4.    Bahwa teladan dan pelaku pimpinan dan atasan lebih efektif dalam memasyarakatkan pandangan, penilaian dan kebijakan.
5.    Menumbuhkan pemahaman dan kebudayaan politik yang terbuka untuk kontrol, koreksi dan peringatan, sebab wewenang dan kekuasaan itu cenderung disalahgunakan.
6.    Hal yang tidak kalah pentingnya adalah bagaimana menumbuhkan “sense of belongingness” dikalangan pejabat dan pegawai, sehingga mereka merasa perusahaan tersebut adalah milik sendiri dan tidak perlu korupsi, dan selalu berusaha berbuat yang terbaik.
b.   Represif.
1.    Perlu penayangan wajah koruptor di televisi.

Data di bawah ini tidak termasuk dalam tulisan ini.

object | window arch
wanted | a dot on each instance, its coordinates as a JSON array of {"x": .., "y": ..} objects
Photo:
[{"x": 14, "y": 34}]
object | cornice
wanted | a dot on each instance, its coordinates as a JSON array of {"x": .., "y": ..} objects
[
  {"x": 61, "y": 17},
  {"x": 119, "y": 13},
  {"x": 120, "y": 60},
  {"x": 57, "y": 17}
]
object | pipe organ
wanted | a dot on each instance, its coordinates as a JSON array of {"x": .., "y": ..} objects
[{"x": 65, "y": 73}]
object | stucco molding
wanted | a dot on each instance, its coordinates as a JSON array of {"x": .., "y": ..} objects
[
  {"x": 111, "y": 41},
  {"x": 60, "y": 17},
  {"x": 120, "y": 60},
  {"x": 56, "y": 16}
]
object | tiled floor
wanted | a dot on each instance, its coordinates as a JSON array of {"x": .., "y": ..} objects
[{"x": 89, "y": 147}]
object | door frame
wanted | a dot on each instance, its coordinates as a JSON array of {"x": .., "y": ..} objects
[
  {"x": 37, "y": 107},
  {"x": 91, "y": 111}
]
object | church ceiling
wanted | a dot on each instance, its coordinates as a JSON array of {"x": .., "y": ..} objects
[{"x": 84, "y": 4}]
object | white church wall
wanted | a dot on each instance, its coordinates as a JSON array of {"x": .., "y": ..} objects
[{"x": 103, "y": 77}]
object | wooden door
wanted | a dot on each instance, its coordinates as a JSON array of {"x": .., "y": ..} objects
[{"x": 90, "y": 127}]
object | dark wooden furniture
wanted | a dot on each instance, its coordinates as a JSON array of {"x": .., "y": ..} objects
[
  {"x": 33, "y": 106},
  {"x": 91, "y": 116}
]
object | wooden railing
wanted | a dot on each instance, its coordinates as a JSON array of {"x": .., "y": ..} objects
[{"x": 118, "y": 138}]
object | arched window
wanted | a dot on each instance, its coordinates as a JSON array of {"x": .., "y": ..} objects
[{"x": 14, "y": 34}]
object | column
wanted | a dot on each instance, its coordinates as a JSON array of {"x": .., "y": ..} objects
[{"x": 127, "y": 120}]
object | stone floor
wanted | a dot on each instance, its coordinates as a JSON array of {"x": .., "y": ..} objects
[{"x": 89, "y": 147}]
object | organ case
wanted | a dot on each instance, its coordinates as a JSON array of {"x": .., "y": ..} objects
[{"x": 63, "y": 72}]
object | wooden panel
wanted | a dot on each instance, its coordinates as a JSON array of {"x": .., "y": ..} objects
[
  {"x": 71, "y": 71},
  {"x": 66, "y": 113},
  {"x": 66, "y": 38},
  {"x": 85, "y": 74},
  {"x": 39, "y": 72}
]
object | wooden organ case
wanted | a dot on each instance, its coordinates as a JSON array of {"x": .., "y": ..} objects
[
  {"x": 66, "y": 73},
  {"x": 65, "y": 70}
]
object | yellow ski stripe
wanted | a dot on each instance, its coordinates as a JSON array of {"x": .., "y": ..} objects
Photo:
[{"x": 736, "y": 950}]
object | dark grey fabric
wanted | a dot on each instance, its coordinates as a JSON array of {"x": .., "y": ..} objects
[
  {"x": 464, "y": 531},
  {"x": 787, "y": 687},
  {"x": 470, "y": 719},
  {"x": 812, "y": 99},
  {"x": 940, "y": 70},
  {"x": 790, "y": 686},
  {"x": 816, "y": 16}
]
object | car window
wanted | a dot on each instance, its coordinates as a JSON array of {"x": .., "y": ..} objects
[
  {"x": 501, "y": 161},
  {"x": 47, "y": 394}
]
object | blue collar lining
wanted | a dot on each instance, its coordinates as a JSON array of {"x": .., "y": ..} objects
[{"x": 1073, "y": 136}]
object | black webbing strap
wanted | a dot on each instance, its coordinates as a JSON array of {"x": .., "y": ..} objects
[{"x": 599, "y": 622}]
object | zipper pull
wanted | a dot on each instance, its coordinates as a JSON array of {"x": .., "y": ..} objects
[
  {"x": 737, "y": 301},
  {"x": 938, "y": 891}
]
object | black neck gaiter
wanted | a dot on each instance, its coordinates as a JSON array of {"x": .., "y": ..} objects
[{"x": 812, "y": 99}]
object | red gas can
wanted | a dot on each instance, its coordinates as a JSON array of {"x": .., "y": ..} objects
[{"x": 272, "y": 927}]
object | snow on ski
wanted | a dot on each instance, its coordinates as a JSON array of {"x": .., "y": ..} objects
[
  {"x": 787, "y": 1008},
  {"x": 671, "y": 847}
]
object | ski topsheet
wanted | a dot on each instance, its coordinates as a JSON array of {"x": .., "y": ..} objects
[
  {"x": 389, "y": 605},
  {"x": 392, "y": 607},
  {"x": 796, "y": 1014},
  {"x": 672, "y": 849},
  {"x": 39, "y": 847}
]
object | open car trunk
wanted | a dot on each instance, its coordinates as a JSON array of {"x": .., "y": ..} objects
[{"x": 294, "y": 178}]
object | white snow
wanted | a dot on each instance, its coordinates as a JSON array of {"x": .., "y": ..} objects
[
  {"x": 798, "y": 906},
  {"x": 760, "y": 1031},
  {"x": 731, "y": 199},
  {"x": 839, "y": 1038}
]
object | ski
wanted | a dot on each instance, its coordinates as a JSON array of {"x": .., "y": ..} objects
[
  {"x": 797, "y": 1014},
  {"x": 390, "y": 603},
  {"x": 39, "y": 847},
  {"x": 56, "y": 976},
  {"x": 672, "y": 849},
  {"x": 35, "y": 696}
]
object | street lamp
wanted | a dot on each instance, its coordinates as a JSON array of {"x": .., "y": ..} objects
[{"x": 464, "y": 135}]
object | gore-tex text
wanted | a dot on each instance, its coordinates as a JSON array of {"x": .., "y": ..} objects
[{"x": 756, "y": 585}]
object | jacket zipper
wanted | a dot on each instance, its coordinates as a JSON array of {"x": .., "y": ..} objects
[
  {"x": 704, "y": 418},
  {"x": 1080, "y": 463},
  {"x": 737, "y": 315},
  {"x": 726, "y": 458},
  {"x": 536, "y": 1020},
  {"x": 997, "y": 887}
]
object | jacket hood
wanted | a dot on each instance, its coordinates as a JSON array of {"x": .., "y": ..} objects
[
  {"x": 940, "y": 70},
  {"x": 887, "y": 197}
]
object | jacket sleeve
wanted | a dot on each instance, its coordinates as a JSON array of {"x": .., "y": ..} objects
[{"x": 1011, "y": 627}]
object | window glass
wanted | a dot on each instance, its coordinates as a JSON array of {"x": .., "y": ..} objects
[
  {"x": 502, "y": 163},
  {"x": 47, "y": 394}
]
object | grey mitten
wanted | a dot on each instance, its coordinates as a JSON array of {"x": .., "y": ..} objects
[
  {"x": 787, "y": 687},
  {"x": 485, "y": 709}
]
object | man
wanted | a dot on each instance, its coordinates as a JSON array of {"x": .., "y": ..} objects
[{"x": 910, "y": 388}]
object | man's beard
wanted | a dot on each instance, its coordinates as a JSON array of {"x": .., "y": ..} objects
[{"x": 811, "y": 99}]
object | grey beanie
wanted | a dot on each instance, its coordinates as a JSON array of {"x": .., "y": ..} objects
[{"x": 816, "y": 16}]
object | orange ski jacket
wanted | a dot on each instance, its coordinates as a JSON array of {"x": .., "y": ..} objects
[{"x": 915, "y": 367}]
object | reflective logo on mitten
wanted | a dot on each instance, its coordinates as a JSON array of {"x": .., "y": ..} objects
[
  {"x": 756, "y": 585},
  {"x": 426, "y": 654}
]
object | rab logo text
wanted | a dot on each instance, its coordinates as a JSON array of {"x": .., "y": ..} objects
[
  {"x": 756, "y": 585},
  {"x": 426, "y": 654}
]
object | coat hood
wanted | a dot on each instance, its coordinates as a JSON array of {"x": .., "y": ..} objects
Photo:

2.    Herregistrasi (pencatatan ulang) terhadap kekayaan pejabat.

BAB III
KOMISI PEMBERANTASAN KORUPSI

Langkah pemberantasan korupsi sudah sejak lama dilakukan oleh pemerintah negara ini. Bahkan, sejarah mencatat bahwa Indonesia adalah negara pertama di Asia yang mencanangkan suatu peraturan khusus mengenai pemberantasan korupsi. Penguasa Perang Pusat Kepala Staf Angkatan Darat yang saat itu dijabat Jenderal A.H. Nasution menerbitkan Peraturan Penguasa Perang Pusat Kepala Staf Angkatan Darat tanggal 16 April 1958 Nomor Prt/Peperpu/C13/1958 untuk memberantas korupsi yang gejalanya mulai tampak pada tahun tersebut. Selanjutnya, seiring pergantian masa pemerintahan, peraturan mengenai pemberantasan korupsi terus diperbaiki dengan pembentukan undang-undang, mulai dari Undang – Undang Nomor 24 (Prp) Tahun 1960, 29 Undang - Undang Nomor 3 Tahun 1971, Undang - Undang Nomor 31 Tahun 1999, hingga yang terakhir Undang-undang Nomor 20 Tahun 2001.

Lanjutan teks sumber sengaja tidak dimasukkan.